Stimulus Efforts Continue as the Covid-19 Pandemic Batters the Global Economy
The US and China deployed high-profile support for their respective economies over the past few days, with President Trump signing the phase three coronavirus relief bill on Friday and the People’s Bank of China (PBoC) adding liquidity on Sunday night, but uncertainty continues over the efficacy and sufficiency of the ongoing measures. The PBoC injected 50 billion renminbi into the banking system overnight at a rate of 2.2% versus the prior level of 2.4%, a larger reduction than the typical increment. The impact, however, was modest, with Chinese equities performing roughly in line with regional peers and the renminbi closing flat. This comes amid varied reports about secondary infection clusters in Asia weeks after the initial peak of contagion rates in some countries. The PBoC’s move followed last week’s finalization of the US $2.2 trillion phase three relief bill (CARES Act), which President Trump signed on Friday afternoon. The bill includes direct support for both households and companies, but the timeline for disbursement varies widely across the many segments and analysts are pondering the ability of different levels of government to translate the budget allocations into actual expenditures. Congressional leadership on both sides have informed their members that up to two more fiscal packages may be needed during the coming weeks of this pandemic.

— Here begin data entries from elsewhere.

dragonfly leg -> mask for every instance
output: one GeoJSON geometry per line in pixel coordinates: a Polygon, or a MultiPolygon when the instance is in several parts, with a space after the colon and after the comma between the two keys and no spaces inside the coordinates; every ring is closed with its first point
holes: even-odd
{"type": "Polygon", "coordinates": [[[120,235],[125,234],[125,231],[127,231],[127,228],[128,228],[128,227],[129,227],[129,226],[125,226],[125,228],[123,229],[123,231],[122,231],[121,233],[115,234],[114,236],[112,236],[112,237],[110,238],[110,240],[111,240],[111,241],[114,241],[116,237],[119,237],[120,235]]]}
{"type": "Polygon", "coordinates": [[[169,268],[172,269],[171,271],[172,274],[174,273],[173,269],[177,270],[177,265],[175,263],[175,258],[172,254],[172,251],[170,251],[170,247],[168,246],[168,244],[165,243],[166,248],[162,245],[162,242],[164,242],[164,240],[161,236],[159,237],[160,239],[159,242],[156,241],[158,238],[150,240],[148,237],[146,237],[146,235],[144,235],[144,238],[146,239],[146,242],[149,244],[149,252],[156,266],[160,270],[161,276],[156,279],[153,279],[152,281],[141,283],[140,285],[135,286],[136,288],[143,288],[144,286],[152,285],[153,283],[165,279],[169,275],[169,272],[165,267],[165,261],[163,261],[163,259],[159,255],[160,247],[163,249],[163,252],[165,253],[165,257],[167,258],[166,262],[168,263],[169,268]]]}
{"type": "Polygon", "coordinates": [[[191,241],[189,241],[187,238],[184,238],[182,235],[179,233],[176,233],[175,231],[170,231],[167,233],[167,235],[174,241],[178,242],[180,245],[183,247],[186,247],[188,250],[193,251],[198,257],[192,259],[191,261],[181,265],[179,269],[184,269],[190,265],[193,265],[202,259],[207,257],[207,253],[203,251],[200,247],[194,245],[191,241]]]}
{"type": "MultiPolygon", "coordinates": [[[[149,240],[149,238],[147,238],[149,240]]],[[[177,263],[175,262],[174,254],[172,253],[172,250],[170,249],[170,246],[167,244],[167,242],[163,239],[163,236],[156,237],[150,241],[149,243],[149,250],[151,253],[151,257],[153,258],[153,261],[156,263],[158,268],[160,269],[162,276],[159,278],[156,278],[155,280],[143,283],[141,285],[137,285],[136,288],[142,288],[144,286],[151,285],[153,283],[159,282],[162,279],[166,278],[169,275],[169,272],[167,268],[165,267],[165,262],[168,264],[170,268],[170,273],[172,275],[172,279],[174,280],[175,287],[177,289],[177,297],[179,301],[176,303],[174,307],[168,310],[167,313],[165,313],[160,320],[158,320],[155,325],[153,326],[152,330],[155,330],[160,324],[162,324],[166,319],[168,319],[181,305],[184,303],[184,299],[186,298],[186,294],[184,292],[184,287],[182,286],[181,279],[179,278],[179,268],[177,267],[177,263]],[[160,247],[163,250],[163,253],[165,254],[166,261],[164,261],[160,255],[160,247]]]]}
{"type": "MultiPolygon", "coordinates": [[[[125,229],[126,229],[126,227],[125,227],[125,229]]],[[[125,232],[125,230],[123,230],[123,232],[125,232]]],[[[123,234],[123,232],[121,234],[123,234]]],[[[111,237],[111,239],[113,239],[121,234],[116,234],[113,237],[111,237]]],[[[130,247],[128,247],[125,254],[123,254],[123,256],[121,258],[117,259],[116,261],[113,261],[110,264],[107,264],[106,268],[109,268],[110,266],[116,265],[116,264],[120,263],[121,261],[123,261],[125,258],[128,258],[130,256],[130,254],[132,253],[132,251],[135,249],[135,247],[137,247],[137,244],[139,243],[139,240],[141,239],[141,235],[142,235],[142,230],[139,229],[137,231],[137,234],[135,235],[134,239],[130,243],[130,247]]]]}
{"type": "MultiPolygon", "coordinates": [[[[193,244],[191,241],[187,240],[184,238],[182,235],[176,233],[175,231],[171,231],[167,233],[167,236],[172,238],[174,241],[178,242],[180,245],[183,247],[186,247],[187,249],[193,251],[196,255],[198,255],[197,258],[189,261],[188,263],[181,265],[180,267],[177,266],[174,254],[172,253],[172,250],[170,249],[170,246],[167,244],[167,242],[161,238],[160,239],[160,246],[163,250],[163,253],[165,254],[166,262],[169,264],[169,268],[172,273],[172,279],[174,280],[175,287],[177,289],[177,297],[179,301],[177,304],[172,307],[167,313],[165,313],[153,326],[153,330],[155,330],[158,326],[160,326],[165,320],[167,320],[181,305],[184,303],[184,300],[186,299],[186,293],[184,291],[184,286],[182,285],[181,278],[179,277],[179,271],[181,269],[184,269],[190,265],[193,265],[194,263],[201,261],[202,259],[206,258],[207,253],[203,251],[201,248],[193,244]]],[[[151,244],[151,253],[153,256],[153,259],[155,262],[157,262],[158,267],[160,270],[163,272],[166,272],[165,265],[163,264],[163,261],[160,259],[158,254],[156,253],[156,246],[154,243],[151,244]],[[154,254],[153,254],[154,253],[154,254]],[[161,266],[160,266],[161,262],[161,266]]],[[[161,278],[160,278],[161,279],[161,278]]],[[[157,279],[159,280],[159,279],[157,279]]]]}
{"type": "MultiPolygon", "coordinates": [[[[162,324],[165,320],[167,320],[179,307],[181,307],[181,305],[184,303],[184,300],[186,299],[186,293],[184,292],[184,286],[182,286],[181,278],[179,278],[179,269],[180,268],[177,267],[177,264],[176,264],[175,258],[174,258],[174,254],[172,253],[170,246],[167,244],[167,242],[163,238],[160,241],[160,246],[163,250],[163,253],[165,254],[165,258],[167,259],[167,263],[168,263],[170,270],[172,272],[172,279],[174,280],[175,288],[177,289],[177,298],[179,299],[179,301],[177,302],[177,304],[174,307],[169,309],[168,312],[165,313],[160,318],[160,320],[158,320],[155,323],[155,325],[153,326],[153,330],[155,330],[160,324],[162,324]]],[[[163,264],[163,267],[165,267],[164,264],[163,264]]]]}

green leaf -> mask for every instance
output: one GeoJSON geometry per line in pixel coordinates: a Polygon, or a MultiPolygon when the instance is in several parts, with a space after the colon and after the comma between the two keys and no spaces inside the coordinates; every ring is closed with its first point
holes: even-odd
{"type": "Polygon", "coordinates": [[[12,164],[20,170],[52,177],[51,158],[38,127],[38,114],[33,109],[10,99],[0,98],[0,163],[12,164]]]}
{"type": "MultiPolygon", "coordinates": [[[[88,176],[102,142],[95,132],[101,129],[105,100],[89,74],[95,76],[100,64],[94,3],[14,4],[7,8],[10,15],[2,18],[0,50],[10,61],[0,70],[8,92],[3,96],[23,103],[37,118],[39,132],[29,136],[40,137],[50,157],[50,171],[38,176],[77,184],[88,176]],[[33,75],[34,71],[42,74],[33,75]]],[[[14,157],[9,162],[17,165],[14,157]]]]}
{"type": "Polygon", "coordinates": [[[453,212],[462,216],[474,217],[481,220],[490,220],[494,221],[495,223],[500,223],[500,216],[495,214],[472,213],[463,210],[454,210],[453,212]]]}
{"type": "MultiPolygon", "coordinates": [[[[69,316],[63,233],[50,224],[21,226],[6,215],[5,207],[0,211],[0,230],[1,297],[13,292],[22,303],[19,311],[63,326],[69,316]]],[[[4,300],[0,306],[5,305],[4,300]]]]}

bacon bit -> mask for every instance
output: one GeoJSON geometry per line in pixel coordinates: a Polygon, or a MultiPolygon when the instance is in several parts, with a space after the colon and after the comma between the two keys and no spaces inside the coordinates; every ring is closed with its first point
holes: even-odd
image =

Speaker Pelosi said that she and her fellow members “know that we must do more.”
Systemic and Liquidity Strains Have Eased but Some Pockets of Stress Remain
Amid an interlocking liquidity crunch and a slower-moving but intensifying solvency crisis brought on by the pandemic, the Fed announced extensive new measures last week to provide both unprecedented liquidity and direct monetary support for the economy, with encouraging initial effects. The Fed is now buying Treasury securities and agency mortgage-backed securities in unlimited amounts in order to support smooth market functioning along with increasing purchases of agency commercial mortgage-backed securities. However, Friday’s late session announcement that the Fed’s current $75 billion per day pace of Treasury purchases would be pared to $60 billion by the end of next week coincided with a selloff in risk assets. Also last week, the Fed created two facilities to support credit to large employers and established a third facility to provide a flow of funds to consumers and businesses, along with offering credit for municipalities, and will provide up to $300 billion in new financing for employers, consumers, and businesses. Investment grade credit rallied steadily throughout the week, and traders have noted some signs of better market functioning, and high yield debt improved after Monday, although both remain at stressed levels. Meanwhile, analysts are citing diminished evidence of strains in offshore dollar funding markets, while short-term funding (repo) and interbank markets similarly appear more orderly. Commercial paper markets, however, have remained under pressure as the Fed readies its support program.
Oil Prices Sink Further – Even as US equities attempt to steady, Brent crude is extending last week’s steep losses to trade below $23 per barrel. Provisions for funding to top up the Strategic Petroleum Reserve never made it into the final pandemic relief bill, while the International Energy Agency described global oil demand as in “free fall” amid the pandemic. Reports show no end in sight for the Saudi versus Russia price war and suggest that President Trump is more focused on exceptionally low prices at the pump than the damage to the US shale patch.
EU Banks Hit by ECB Dividend Request – An index of EU bank stocks is down 5.0% this morning, dramatically underperforming the broader index, after the European Central Bank (ECB) asked the industry to withhold dividend payments and share buybacks until at least October. Meanwhile, market-based gauges of credit stress at EU banks are elevated but remain significantly below the crisis levels of 2011/12 amid aggressive ECB support.